During the preliminary hearing, evidence was presented that showed Richardson had been diagnosed as HIV positive in 1998.

In his statement on Wednesday, Richardson also asked for visiting privileges with his 20-month-old son, whom he has never seen.

“He has 12 teeth now, and I’ve never held him, or sung him to sleep or kissed his cheek,” he said. “ … I just ask that I can have 10 minutes’ visitation time with my son.”

Larson prefaced the sentencing with remarks to the defendant, saying that he had been impressed by Richardson’s conduct during court proceedings.

“You have proven yourself to be an eloquent speaker in the courtroom, which is not something we see frequently,” Larson said.

He reminded the defendant, however, that while Richardson was aware that the likelihood of transmitting the disease was slight, it did exist and he did not tell the victims of that possibility.

“You made a decision to expose these young women no matter how slight,” Larson said.

When one of them asked if he had an STD, Richardson told her that he did not.

“And (you) were not truthful about it,” Larson said.
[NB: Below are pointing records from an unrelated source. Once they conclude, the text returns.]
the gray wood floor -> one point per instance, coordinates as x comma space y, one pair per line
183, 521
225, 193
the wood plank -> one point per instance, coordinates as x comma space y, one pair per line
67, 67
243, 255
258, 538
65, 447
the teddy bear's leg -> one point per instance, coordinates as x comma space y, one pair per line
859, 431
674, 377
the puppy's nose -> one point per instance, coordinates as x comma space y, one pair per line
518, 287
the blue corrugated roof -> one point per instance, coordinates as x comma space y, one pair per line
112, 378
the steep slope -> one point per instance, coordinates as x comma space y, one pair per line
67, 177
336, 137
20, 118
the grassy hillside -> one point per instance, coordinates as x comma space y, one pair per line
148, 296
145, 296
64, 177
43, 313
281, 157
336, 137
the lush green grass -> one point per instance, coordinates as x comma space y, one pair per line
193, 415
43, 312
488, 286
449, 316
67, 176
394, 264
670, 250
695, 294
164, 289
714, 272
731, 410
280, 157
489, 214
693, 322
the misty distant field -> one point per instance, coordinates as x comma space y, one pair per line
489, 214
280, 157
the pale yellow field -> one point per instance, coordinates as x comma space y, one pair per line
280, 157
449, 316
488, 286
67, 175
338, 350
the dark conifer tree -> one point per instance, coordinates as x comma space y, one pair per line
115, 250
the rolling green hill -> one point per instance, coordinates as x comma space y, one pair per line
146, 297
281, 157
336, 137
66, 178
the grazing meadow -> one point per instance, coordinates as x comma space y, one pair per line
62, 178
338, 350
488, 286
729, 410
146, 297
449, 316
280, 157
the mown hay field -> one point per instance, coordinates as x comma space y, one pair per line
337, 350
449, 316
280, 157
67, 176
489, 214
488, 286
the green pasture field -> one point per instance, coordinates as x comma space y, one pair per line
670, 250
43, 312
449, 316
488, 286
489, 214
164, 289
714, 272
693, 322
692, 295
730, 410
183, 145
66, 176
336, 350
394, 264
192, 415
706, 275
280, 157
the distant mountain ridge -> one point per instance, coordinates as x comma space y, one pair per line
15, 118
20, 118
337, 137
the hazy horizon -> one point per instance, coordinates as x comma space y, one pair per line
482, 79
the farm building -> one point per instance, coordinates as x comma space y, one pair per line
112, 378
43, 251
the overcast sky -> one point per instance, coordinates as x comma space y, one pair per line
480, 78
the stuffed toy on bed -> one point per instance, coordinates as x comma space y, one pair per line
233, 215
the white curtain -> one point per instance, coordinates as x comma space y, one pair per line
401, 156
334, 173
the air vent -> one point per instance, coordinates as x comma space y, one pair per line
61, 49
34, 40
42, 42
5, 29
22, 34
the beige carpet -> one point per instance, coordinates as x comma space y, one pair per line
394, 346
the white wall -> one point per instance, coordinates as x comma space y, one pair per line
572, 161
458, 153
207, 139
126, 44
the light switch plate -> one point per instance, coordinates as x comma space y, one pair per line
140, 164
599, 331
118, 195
He told Richardson that criminal history was one of several factors that needed to be considered in sentencing, including the prior convictions in Douglas County.

“I was not aware that those prior convictions involved the same young women,” Larson said.

After the sentencing, Larson said he would take the visitation request under advisement and discuss risks with jail personnel before making a ruling.

Larson set Richardson’s appeal bond at $50,000 in each case.